Tre giovani che sono veri talenti. Una vista che è poesia. Un locale che è meta imperdibile per chi ama il bello e il buono. In sintesi, genio, gusto, bellezza. Queste le emozioni che vivrete a L’Osteria H2O (via Pergola 10 – tel. 0365503225) di Moniga (Bs).
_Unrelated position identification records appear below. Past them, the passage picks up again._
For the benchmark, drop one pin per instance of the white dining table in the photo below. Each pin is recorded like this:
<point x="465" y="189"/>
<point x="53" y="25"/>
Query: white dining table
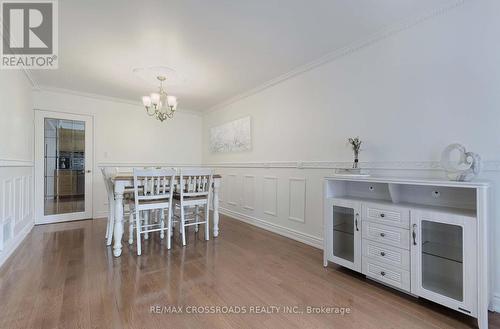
<point x="124" y="180"/>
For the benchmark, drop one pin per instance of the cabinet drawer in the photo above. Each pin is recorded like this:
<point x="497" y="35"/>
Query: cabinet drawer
<point x="382" y="253"/>
<point x="388" y="215"/>
<point x="395" y="277"/>
<point x="393" y="236"/>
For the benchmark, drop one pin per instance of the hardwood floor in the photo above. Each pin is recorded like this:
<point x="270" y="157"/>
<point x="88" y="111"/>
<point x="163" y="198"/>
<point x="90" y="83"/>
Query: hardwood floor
<point x="63" y="276"/>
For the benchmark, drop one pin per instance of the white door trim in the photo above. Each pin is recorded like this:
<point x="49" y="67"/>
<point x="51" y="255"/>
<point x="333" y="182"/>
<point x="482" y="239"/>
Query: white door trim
<point x="40" y="115"/>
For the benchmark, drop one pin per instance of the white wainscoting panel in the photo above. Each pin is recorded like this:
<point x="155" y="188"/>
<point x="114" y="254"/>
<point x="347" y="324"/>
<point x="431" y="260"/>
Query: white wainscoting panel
<point x="297" y="199"/>
<point x="231" y="189"/>
<point x="249" y="192"/>
<point x="16" y="206"/>
<point x="270" y="195"/>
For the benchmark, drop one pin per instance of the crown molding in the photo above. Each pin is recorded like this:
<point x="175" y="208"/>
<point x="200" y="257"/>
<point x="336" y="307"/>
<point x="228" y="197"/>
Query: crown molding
<point x="488" y="166"/>
<point x="43" y="88"/>
<point x="16" y="163"/>
<point x="125" y="164"/>
<point x="339" y="53"/>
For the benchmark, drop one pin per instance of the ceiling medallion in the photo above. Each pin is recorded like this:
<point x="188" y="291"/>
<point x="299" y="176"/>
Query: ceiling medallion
<point x="160" y="105"/>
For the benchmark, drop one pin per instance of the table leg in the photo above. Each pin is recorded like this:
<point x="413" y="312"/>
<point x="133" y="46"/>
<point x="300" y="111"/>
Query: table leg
<point x="216" y="188"/>
<point x="118" y="229"/>
<point x="111" y="219"/>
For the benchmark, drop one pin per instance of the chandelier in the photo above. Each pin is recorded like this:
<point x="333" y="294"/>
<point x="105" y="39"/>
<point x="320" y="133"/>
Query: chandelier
<point x="160" y="105"/>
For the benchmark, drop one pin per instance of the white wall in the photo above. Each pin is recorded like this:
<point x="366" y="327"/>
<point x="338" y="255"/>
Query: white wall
<point x="407" y="96"/>
<point x="124" y="136"/>
<point x="16" y="160"/>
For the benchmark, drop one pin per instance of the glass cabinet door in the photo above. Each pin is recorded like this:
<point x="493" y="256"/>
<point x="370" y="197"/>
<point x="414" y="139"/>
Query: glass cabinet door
<point x="443" y="257"/>
<point x="346" y="238"/>
<point x="343" y="233"/>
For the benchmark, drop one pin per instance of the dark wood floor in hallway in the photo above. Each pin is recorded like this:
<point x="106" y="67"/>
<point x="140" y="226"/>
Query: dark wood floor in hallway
<point x="63" y="276"/>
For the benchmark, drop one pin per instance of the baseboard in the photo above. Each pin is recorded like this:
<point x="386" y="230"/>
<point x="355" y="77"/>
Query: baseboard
<point x="495" y="303"/>
<point x="12" y="246"/>
<point x="284" y="231"/>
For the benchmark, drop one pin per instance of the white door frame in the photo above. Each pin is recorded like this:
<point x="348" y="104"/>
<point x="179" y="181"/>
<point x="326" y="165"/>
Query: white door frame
<point x="40" y="217"/>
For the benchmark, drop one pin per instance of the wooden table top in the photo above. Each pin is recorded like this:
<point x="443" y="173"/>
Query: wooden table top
<point x="129" y="176"/>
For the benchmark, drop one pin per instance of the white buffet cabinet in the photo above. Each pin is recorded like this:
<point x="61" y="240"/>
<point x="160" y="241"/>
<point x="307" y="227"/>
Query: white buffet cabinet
<point x="424" y="237"/>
È uno dei locali dove abbiamo vissuto una delle esperienze più belle dell’anno. Per capire perché per noi questo è indirizzo tra i migliori della nuova edizione del GattiMassobrio (in uscita a Golosaria a Milano il 7 novembre), non avrete che da entrare. Se venite dall’autostrada Milano Venezia, percorsi i pochi chilometri dal casello di Desenzano, lasciata l’auto nel comodissimo parcheggio, vi sarà sufficiente aprire la porta, e accomodarvi ai tavoli della splendida sala o del magnifico dehors, per avere chiaro perché questa è nostra meta del cuore.
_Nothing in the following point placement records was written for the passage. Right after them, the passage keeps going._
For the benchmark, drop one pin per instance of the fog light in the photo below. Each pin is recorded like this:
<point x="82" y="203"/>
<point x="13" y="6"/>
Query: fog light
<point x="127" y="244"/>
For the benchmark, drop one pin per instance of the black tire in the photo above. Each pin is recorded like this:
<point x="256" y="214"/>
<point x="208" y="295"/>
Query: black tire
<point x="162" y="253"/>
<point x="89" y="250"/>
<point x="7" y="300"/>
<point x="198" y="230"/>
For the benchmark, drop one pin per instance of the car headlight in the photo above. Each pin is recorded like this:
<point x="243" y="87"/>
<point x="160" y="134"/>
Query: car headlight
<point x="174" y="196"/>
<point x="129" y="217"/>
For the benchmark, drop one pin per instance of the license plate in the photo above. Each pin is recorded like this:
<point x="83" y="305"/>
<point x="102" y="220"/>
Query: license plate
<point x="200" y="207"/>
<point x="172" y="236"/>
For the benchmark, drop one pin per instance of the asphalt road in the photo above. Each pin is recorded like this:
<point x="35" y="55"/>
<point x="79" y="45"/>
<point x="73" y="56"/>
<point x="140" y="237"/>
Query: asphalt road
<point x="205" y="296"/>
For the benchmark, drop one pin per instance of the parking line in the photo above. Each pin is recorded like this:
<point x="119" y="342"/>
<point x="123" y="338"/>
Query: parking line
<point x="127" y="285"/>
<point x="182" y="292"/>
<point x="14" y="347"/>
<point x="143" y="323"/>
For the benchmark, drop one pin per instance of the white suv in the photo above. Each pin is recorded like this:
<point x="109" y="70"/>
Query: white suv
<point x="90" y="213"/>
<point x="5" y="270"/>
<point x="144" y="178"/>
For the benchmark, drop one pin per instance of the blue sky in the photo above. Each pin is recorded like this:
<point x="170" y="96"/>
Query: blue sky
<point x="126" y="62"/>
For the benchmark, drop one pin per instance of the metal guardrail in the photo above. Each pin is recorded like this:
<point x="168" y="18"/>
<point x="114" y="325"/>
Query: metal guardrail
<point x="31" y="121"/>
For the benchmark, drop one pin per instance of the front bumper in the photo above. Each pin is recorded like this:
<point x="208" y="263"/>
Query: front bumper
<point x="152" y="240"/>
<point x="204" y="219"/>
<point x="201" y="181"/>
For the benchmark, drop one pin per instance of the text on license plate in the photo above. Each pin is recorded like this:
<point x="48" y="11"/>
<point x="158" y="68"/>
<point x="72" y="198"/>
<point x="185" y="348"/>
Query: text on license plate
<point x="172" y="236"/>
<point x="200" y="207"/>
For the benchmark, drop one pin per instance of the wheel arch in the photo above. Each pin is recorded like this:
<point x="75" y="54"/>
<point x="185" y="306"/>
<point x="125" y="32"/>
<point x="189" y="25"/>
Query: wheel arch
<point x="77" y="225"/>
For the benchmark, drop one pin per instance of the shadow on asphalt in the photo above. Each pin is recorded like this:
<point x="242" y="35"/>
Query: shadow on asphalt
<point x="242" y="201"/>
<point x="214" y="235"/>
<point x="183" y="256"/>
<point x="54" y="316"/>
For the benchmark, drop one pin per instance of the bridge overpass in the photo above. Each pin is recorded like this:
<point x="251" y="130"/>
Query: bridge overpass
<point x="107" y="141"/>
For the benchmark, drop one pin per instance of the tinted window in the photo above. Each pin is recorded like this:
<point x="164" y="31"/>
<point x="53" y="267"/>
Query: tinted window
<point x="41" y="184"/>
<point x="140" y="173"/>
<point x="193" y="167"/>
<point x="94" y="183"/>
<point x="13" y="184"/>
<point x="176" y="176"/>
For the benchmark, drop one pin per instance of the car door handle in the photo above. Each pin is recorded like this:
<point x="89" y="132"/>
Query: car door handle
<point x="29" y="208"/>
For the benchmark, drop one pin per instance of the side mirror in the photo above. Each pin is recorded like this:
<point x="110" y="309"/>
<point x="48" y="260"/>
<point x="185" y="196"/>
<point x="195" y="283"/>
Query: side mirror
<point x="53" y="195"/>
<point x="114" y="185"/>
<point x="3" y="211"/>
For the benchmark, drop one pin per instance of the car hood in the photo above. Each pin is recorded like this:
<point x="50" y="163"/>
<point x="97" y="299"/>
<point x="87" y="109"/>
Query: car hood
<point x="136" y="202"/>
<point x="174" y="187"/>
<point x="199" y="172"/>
Tavoli ben distanziati, bianco e legno a dare immediata sensazione di armonia, luce, mise en place elegante, sul lato che guarda il Garda non pareti ma solo grandi vetrate che regalano un colpo d’occhio mozzafiato su lago. Ma questa non sarà che la prima emozione. Perché quando vi verranno consegnate menu e carta dei vini, subito vi sorprenderà per quanto sa incuriosire la cantina, frutto di scelte competente e personali, con selezione di alcune vere scoperte e nostri Top Hundred, e anche birre artigianali di pregio (come la grande Scardabbà del sommo birrificio De Silvi di Ghedi). E a completare la serie di emozioni, infine, ci penserà la cucina, golosa, invitante, realizzata con materie prime di assoluta qualità e con l’impiego anche di tecniche all’avanguardia, ma mai al solo motivo di stupire, e capace di coniugare ricerca e tradizione.
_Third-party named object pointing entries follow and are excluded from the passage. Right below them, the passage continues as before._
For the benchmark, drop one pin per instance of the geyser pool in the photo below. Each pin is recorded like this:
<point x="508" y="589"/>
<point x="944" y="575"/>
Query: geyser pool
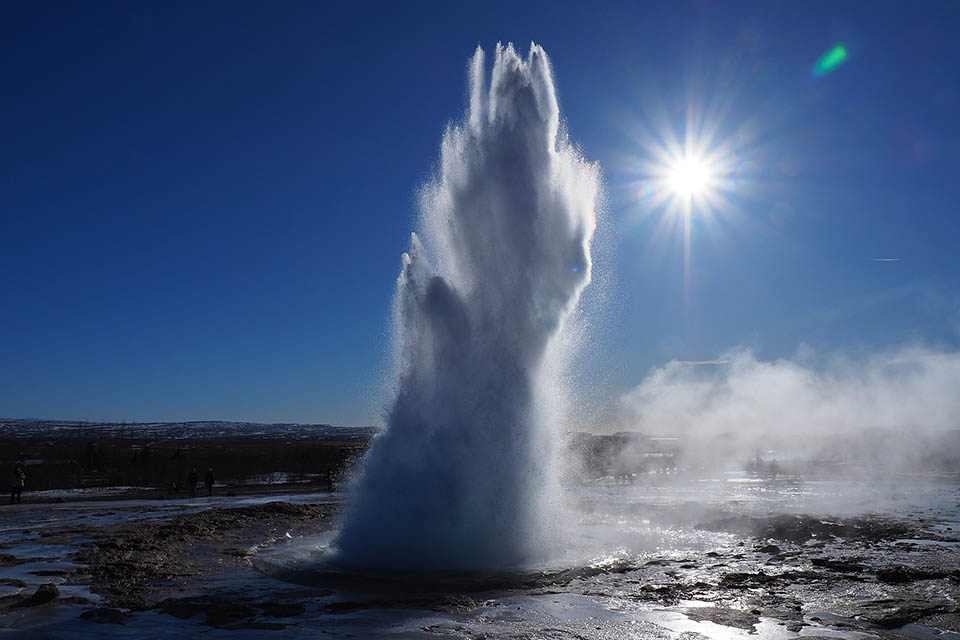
<point x="462" y="477"/>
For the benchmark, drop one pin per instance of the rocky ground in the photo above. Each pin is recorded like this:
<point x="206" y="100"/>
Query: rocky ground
<point x="807" y="575"/>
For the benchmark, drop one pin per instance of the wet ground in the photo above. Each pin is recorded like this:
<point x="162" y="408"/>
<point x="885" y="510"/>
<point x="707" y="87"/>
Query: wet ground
<point x="708" y="558"/>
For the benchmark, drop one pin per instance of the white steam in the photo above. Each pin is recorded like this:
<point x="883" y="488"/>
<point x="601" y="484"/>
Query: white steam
<point x="911" y="392"/>
<point x="462" y="477"/>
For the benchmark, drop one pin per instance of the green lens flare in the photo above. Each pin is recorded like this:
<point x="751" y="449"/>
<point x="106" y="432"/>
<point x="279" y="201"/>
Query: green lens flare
<point x="830" y="60"/>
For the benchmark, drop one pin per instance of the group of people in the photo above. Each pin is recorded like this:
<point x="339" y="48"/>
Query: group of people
<point x="17" y="480"/>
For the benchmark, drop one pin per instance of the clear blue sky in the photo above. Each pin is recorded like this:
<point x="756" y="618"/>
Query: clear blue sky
<point x="204" y="204"/>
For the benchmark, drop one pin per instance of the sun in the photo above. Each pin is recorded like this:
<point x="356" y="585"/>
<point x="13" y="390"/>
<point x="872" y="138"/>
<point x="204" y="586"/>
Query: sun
<point x="689" y="176"/>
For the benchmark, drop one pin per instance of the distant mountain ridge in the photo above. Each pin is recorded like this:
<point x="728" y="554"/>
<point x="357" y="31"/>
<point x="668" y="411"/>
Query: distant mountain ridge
<point x="28" y="427"/>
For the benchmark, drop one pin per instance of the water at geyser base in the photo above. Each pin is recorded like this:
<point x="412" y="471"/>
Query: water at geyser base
<point x="463" y="478"/>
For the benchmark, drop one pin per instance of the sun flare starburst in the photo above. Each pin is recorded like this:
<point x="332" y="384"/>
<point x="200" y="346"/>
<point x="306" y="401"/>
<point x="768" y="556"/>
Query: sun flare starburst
<point x="689" y="176"/>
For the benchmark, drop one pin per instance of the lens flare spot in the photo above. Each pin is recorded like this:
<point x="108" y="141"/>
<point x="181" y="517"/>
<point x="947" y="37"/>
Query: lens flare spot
<point x="829" y="61"/>
<point x="689" y="177"/>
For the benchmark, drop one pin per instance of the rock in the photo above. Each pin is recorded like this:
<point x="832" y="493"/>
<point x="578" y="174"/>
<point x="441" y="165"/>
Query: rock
<point x="104" y="615"/>
<point x="844" y="566"/>
<point x="899" y="574"/>
<point x="45" y="593"/>
<point x="282" y="610"/>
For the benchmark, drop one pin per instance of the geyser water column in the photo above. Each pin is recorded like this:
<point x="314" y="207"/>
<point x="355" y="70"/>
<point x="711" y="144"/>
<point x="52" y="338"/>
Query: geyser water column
<point x="462" y="476"/>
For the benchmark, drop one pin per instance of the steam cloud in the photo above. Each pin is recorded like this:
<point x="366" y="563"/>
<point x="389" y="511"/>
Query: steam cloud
<point x="462" y="476"/>
<point x="911" y="392"/>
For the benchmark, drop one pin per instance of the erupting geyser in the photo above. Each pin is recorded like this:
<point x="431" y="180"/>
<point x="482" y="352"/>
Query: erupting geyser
<point x="462" y="478"/>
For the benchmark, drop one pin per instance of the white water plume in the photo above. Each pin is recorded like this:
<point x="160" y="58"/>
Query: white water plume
<point x="462" y="477"/>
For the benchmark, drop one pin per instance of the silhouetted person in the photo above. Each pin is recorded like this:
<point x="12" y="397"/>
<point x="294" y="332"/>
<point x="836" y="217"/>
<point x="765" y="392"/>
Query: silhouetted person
<point x="192" y="482"/>
<point x="209" y="480"/>
<point x="17" y="480"/>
Con Manuel Lombardi (sala), Saulo e Francesco Della Valle (i due fratelli, gli chef), amici fraterni e trio affiatatissimo, anima di questo gioiello, e i loro validi collaboratori gusterete il formidabile coregone all’olio (piatto geniale pensato da Saulo – e diventato bandiera del territorio dopo che altri ristoratori della zona hanno accettato di proporlo – che valorizza il pesce di lago, e viene servito in abbinamento al Valtenesi Chiaretto), l’affascinante tagliolino di storione e caviale al fumo d’ulivo, i gustosi spaghetti aglio olio e peperoncino con seppia sporca e bottarga di tonno, il goloso risotto con lumache di vigne e capesante, e l’entusiasmante barracuda con soffritto di aromi morbido di patata e cannella.

Finale pirotecnico con dessert preparati con l’azoto o tradizionali al piatto.
Nota bene. Il personale di sala indossano un bellissimo papillon. Azzeccatissimo, perché questo è veramente un luogo di Papillon! Qui vive la nostra filosofia! Sul Garda un'altra eccellenza. Saranno famosi!